LOL at TNicole! I have a ton of books as well (mainly paperbacks) and it wasn't until I was moving some bookshelves that I realized how many boxes I filled to stack aside in the basement. I am currently looking for my copy of Faefever (book 1) so I can reread the series and can't find it!
Aliza Mann
10. AlizaMann
@ladyengineer, I really miss those romances. But lots are being repackaged. So, there's hope.
@TNicole, I've taken a shine to these, and sadly may need a new bookshelf or two soon. :-)
@rae, I love the Fever series! Sometimes, a less physical romance is just what's needed!
Thanks for your comments!
Lynn Rush
11. Merida
As a 20 year old, I am interested in the NA category. While yes, I have read Fifty Shades and other erotica, I prefer romantic sex, where its only hinted at and not graphic. I transitioned from YA to adult with Mills and Boon (and not ashamed of it!) but love this category. I started late as I bega reading at an extremely young age, reading Mississipi Burning at 10 and War and Peace at 12, so I am a late bloomer. I love the look of J Souders Renegade and Lynn Rush's Wasteland. Bring them on!
Lynn Rush
12. Mary Merrell
Hi There. Chiming in late. Very interested in the NA genre. I've just uploaded my YA Urban Fantasy, Affinity-Bird in a Gilded Cage to Amazon. I was told my novel isn't edgy enough for YA. I'm hoping it fits into the NA genre, as there are few swear words and my characters are under eighteen with just a tough of romance.
@Ladyengineer - funny you should talk about Georgette Heyer. I've still got mine in my bookcase. Not to mention my Janet Louise Roberts. I've been thinking about reading some again. Heck, they only take about an hour, but there's something about the romance in these. Mary Merrell @MaryMerrell7
Aliza Mann
13. AlizaMann
@Merida, I think you've found your genre. :-) War and Peace at 12?? That's impressive! Anyway, I hope these books offer what you're looking for. My daughter seems to really like them and I see that publishers are starting to ask for them. Here's to more from this genre!

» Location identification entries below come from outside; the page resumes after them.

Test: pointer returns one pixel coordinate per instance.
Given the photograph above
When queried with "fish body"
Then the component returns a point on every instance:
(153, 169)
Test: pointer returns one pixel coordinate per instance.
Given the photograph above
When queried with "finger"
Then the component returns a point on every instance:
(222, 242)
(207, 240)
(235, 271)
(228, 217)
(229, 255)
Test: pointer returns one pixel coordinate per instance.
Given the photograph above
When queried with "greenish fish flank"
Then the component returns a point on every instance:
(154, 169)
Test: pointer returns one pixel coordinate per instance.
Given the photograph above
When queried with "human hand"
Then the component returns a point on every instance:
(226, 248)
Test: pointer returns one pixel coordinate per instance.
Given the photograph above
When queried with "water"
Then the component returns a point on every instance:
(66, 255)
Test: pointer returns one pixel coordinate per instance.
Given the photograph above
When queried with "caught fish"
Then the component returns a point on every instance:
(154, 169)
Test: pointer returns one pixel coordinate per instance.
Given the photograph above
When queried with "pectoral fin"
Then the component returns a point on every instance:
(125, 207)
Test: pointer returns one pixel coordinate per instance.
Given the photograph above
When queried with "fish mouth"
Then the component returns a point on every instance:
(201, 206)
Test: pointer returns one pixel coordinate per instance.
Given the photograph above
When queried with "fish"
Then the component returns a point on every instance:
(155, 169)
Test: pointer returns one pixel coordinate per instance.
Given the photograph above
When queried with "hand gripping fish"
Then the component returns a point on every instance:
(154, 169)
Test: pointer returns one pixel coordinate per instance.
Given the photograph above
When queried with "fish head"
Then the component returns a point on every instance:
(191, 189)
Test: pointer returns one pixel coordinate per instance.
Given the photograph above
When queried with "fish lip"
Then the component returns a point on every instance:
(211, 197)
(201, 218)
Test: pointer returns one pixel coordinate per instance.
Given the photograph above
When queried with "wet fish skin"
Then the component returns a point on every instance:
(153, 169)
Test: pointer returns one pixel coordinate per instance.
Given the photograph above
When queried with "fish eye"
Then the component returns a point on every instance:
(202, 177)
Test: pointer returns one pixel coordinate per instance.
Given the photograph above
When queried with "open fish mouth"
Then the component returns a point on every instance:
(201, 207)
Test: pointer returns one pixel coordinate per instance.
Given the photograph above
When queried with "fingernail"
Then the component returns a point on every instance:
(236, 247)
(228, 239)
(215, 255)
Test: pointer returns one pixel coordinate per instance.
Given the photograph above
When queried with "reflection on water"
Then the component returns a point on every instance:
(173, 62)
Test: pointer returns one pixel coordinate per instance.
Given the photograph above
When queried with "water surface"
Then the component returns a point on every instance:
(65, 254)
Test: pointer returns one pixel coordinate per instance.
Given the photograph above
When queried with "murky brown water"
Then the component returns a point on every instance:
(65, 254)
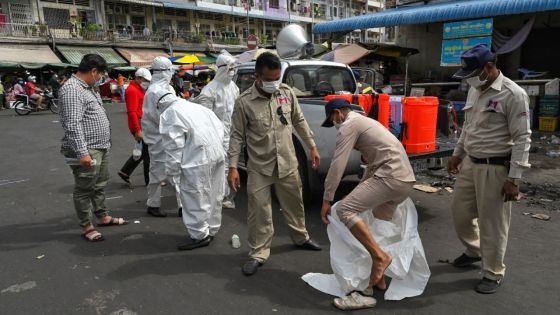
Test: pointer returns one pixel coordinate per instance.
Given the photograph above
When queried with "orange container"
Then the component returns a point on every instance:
(420, 122)
(368, 102)
(384, 109)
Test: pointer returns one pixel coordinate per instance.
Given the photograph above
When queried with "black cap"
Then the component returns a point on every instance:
(333, 104)
(473, 60)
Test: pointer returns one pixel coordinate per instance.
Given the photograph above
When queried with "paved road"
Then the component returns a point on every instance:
(46, 268)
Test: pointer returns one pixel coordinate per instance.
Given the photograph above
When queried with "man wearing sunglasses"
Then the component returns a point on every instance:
(263, 119)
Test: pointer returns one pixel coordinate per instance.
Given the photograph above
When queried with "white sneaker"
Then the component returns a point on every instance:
(354, 301)
(228, 204)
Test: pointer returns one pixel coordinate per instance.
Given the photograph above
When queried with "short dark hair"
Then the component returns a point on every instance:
(92, 61)
(267, 60)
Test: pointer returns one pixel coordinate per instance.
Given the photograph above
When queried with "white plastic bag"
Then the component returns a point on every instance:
(351, 263)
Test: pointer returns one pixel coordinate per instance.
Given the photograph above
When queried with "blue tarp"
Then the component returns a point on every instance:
(430, 13)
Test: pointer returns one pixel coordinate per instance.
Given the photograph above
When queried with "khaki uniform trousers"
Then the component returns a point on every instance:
(481, 216)
(259, 215)
(380, 195)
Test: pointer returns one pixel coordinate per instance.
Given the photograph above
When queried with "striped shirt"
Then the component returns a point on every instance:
(84, 120)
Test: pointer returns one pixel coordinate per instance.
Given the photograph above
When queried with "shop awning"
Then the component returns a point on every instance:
(439, 12)
(140, 57)
(20, 54)
(74, 54)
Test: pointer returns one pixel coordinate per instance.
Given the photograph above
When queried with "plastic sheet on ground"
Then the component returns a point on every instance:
(351, 263)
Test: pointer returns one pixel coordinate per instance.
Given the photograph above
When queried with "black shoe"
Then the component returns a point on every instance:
(195, 243)
(250, 267)
(124, 177)
(310, 245)
(488, 286)
(156, 212)
(465, 261)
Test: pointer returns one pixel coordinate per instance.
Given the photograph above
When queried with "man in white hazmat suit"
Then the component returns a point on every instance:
(162, 72)
(193, 139)
(219, 96)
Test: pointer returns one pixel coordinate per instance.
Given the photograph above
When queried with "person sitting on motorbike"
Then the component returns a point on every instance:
(33, 92)
(18, 87)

@Mary, better late than never. LOL Good luck with your submissions!
Cerese Sanborn
14. flowerpower
My very first hint of a romance novel was Summer Sisters by Judy Blume when I was in fourth or fifth grade. I understood most of the things in the book, save for a few terms that aren't used 18 year olds, like me, anymore. At such a young age, I was surprised that Judy Blume had written such a book. Now, it is one of my favorite books because I understand what she was really trying to put across. The end will always make me cry, and if you haven't read it than you definately should.

I was quite surprised that so many mothers don't want their children reading 'Adult' romances, this has to do with the fact that I have been reading 'Adult' romances from a little while after I read Summer Sisters. Another thing is that I never really thought about it until my Sophomore year when my friend called them 'porno-books.' I hadn't really given it a thought because I was raised to believe that as long as I act responsibly and if I can handle what I read, then I can read it. My mother doesn't think there is anything wrong with me reading these sorts of books.

I have never really come across any of these NA romances, but I will keep my eyes open!!